Chilean politician (1918–1978)

Ernesto Guajardo Gómez (30 September 1918 – 25 September 1978) was a Chilean worker, trade union leader, and politician, member of the Socialist Party of Chile.

He served as Deputy for the 26th Departmental District (Magallanes, Última Esperanza and Tierra del Fuego) in the legislative period 1965–1969. He was also Mayor of Punta Arenas in 1961 and alderman (regidor) of the same city between 1963 and 1969.

==Biography==
He was born in Punta Arenas on 30 September 1918, the son of Juan Bautista Guajardo and Carmen Gómez.

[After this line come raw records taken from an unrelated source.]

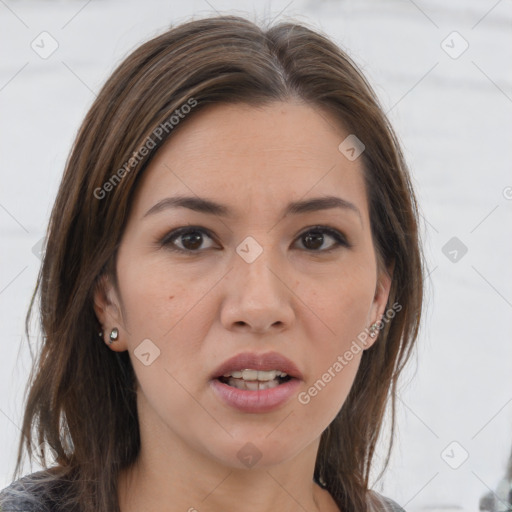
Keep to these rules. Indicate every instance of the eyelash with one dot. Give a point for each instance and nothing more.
(167, 240)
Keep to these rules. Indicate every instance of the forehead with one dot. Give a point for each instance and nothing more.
(254, 157)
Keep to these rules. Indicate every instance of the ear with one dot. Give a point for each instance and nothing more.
(108, 311)
(380, 299)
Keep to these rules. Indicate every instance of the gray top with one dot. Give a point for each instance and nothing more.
(31, 493)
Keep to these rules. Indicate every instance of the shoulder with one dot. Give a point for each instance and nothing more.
(379, 503)
(30, 493)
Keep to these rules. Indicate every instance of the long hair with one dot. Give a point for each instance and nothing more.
(80, 398)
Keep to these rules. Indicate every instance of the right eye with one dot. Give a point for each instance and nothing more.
(190, 238)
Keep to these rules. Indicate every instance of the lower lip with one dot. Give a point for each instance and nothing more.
(255, 401)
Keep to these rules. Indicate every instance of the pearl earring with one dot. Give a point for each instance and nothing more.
(373, 330)
(114, 334)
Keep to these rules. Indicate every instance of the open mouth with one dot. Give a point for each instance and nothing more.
(254, 385)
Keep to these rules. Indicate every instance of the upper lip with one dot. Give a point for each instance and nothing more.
(255, 361)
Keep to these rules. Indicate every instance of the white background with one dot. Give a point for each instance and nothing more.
(454, 118)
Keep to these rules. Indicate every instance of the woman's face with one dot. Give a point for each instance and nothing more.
(250, 279)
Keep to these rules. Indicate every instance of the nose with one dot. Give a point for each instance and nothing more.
(258, 298)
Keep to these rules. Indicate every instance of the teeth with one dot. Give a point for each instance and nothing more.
(256, 375)
(252, 385)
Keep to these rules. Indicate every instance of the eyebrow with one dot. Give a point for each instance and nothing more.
(203, 205)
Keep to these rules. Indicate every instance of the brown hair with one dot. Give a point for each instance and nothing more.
(81, 399)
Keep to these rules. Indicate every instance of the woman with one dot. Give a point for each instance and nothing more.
(231, 286)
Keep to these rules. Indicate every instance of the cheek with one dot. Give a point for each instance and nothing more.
(340, 305)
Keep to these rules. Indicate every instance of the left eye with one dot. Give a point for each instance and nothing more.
(192, 238)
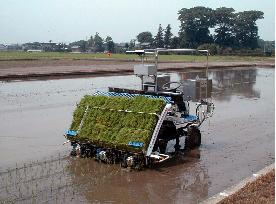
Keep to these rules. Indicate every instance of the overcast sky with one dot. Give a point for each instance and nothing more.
(70, 20)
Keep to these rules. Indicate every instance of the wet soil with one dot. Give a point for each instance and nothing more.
(260, 191)
(29, 69)
(236, 142)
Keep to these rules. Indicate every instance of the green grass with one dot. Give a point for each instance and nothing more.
(86, 56)
(111, 128)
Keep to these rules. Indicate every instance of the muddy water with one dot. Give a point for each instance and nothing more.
(237, 141)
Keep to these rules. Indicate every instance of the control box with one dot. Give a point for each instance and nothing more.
(197, 89)
(145, 70)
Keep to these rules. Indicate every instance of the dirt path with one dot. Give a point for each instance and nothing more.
(65, 68)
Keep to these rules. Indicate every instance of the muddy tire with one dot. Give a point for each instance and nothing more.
(193, 139)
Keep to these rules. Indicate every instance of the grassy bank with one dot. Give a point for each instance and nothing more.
(11, 56)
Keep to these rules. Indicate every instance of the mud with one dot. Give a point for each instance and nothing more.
(237, 141)
(35, 69)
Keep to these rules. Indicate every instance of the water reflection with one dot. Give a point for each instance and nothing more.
(180, 179)
(229, 82)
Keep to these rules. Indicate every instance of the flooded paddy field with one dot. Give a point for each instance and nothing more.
(35, 167)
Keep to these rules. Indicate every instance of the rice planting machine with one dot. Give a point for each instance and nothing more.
(140, 128)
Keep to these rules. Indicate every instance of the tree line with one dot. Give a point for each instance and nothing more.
(230, 29)
(200, 27)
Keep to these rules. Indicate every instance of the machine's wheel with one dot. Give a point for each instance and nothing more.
(193, 139)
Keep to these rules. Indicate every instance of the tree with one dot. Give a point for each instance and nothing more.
(195, 24)
(145, 37)
(168, 36)
(109, 44)
(91, 42)
(132, 43)
(159, 38)
(225, 18)
(246, 30)
(98, 43)
(82, 44)
(175, 42)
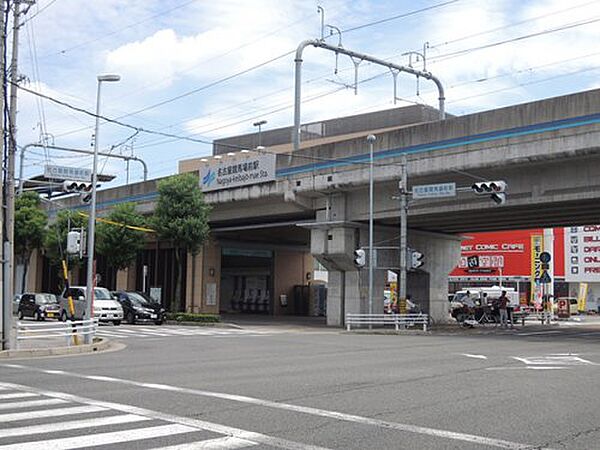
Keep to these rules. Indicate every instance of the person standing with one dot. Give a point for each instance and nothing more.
(503, 308)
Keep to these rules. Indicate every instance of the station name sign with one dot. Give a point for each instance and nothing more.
(241, 169)
(582, 254)
(67, 173)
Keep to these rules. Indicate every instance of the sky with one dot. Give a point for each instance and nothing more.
(201, 70)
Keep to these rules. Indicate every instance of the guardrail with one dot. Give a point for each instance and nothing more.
(400, 321)
(44, 330)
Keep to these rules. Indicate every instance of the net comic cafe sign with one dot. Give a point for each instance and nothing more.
(241, 169)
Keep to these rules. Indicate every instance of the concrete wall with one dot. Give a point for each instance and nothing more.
(290, 269)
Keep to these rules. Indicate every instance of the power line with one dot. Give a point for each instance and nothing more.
(510, 25)
(41, 10)
(399, 16)
(515, 39)
(119, 30)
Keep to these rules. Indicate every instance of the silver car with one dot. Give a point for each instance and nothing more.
(106, 308)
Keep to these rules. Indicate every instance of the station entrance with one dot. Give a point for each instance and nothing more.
(267, 270)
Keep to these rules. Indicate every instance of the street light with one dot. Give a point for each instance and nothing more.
(259, 124)
(371, 140)
(92, 222)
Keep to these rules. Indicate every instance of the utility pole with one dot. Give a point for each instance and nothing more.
(9, 182)
(403, 185)
(371, 140)
(5, 310)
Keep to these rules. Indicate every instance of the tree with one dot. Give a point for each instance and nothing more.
(181, 216)
(30, 228)
(119, 244)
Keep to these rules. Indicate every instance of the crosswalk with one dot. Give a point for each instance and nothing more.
(33, 419)
(166, 331)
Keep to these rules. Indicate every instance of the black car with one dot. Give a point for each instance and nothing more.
(139, 307)
(39, 306)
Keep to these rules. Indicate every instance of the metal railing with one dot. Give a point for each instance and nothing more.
(71, 331)
(400, 321)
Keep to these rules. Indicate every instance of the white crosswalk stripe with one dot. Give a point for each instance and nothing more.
(95, 423)
(136, 331)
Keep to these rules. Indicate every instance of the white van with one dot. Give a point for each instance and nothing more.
(480, 296)
(106, 308)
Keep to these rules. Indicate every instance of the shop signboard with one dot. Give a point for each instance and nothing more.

He completed his primary studies in Punta Arenas but had to abandon school at the age of 13 to begin working as a construction worker.

From 1936, he worked as a rancher, and from 1956, he dedicated himself to port labor, occasionally working as a merchant seaman. In 1965, when he was elected Deputy, he was working as a stevedore.

==Political career==
He began his political activities in 1942 when he joined the Socialist Party of Chile, where he became a leader of both the Youth and the Stevedores' Union. In 1944, he joined the Central Única de Trabajadores (CUT).

He served as Mayor of Punta Arenas in 1961 and later as alderman of the same city from 1963 to 1969.

In the 1965 parliamentary elections, he was elected Deputy for the 26th Departmental District (Magallanes, Última Esperanza and Tierra del Fuego), serving during the XLV Legislative Period (1965–1969).

He died in Santiago on 25 September 1978.